O Monstro, como ficou conhecido o fenômeno, atormentou por muito tempo a cidade, resistindo aos exorcismos e aos esconjuros. Certa noite, manifestando-se o fenômeno no morro em que se situava a igreja, dentro de um pequeno bosque, o pároco, acolitado por um grupo de fiéis, foi até lá para aclarar o mistério.
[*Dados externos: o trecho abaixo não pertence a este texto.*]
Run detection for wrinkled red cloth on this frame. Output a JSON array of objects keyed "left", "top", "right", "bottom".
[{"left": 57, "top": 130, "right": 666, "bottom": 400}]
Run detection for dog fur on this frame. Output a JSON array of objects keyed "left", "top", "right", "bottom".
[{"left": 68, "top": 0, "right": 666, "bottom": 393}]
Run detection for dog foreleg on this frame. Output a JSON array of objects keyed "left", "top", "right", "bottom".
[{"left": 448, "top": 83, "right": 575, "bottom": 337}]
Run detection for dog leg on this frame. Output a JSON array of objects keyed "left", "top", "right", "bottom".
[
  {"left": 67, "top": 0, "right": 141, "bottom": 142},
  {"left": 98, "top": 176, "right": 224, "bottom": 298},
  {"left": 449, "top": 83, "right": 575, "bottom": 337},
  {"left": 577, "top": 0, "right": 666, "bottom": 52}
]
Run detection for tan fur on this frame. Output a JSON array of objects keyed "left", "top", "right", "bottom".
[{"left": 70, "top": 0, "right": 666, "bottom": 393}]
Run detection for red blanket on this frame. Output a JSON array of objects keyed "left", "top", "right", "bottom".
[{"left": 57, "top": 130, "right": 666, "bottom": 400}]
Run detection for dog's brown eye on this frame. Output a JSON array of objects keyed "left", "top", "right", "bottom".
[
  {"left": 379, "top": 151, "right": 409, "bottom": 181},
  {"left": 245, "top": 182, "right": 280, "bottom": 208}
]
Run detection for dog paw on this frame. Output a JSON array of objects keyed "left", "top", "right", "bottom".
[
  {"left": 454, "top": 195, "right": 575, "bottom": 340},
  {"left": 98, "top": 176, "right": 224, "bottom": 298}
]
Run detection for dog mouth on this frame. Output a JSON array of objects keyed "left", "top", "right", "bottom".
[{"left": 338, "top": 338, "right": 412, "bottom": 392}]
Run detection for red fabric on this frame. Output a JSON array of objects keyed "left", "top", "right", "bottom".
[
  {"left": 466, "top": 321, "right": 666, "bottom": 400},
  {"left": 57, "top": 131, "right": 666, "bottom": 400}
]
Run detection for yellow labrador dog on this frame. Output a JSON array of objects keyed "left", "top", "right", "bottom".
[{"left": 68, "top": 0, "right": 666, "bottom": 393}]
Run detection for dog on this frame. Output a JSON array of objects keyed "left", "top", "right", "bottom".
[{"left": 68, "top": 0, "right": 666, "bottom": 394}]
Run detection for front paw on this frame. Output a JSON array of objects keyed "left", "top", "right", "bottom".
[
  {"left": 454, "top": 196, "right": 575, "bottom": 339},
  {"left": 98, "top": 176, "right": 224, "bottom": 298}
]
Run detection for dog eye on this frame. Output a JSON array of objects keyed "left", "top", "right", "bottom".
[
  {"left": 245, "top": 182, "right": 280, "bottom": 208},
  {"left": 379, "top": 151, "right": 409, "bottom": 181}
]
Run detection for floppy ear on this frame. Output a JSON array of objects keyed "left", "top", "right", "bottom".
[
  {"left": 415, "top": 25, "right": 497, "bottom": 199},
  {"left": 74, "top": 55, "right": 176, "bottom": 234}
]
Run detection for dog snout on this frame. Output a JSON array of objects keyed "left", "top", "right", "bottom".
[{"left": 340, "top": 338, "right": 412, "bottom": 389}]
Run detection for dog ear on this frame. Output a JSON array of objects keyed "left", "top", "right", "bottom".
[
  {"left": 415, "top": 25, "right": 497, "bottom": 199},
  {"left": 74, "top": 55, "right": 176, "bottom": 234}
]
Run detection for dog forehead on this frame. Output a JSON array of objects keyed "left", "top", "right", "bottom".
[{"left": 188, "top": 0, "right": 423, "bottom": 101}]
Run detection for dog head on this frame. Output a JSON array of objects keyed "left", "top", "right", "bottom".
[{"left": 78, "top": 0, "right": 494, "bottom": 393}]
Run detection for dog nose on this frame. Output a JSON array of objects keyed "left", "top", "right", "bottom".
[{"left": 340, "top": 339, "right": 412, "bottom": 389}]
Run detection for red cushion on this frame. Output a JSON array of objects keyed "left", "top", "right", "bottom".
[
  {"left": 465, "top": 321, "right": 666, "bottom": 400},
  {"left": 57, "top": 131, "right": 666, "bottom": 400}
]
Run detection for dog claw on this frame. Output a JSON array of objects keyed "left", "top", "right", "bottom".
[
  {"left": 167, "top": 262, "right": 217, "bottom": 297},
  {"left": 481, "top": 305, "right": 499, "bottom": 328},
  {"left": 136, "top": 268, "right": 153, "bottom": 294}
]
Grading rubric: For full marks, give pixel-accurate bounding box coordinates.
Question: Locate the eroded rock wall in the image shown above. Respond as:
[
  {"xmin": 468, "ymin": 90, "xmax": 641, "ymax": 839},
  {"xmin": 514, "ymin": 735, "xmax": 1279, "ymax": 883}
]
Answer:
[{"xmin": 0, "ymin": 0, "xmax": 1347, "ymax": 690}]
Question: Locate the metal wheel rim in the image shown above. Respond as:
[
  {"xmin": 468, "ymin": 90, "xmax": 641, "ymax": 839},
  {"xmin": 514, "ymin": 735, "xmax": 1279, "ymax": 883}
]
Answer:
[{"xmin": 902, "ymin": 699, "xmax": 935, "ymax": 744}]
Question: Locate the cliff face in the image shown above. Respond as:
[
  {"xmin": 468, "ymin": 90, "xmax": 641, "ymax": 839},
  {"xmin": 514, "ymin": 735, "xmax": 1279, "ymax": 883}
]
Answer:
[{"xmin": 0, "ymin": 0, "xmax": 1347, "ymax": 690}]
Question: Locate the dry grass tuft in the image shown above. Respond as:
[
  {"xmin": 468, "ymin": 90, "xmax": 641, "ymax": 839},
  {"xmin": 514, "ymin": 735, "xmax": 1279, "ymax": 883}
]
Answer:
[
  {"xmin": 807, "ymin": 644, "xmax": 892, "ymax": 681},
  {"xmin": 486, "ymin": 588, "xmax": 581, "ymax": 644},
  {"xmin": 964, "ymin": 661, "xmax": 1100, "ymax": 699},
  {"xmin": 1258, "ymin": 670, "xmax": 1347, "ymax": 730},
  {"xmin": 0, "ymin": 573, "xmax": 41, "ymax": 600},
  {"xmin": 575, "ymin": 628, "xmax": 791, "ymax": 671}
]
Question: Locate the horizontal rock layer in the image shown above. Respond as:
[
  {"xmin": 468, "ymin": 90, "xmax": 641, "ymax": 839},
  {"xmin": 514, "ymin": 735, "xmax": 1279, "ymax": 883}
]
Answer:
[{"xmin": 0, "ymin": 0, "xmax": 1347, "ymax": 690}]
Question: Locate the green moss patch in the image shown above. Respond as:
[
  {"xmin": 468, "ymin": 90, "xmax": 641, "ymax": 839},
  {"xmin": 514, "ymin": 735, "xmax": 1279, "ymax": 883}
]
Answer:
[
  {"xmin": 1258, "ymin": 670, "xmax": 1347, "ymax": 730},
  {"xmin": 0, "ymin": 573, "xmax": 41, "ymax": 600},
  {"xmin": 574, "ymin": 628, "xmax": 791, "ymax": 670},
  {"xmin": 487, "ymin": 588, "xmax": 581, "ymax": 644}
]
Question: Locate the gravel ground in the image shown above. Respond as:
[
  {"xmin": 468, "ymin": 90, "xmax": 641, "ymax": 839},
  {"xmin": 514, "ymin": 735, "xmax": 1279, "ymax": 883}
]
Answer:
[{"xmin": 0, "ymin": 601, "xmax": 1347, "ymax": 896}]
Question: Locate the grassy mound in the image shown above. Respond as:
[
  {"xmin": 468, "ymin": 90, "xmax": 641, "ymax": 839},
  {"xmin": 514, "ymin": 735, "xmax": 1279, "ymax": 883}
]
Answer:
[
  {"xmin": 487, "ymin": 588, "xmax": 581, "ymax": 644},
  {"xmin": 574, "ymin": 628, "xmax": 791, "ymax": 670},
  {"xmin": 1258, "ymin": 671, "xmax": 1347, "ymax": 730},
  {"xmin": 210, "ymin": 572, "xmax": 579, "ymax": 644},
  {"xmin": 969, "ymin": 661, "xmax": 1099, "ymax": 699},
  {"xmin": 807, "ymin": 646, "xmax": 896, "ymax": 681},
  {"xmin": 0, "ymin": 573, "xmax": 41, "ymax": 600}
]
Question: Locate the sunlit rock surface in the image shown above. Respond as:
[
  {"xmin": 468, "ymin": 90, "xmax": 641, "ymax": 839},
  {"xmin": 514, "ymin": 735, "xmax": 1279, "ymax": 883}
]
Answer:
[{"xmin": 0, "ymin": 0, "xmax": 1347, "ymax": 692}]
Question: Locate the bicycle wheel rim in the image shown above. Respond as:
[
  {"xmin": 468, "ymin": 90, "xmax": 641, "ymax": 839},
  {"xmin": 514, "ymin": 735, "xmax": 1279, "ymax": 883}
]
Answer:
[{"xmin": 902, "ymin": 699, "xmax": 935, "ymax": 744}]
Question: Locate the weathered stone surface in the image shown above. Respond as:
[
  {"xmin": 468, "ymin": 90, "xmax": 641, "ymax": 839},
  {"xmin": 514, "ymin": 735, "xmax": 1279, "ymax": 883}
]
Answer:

Empunhando o crucifixo, que reluzia à luz dos archotes, foi ao encontro do desconhecido. Próximos de onde os gritos retumbavam, estes explodiram num único e tenebroso clamor. Súbito golpe de vento apagou as tochas e a escuridão imperou profunda e temerosa. O brado alucinante e sobrenatural, rasgando o espaço, se foi aos poucos diluindo, à proporção que se afastava. A debandada foi geral. O piedoso pároco ainda hoje busca o crucifixo de prata.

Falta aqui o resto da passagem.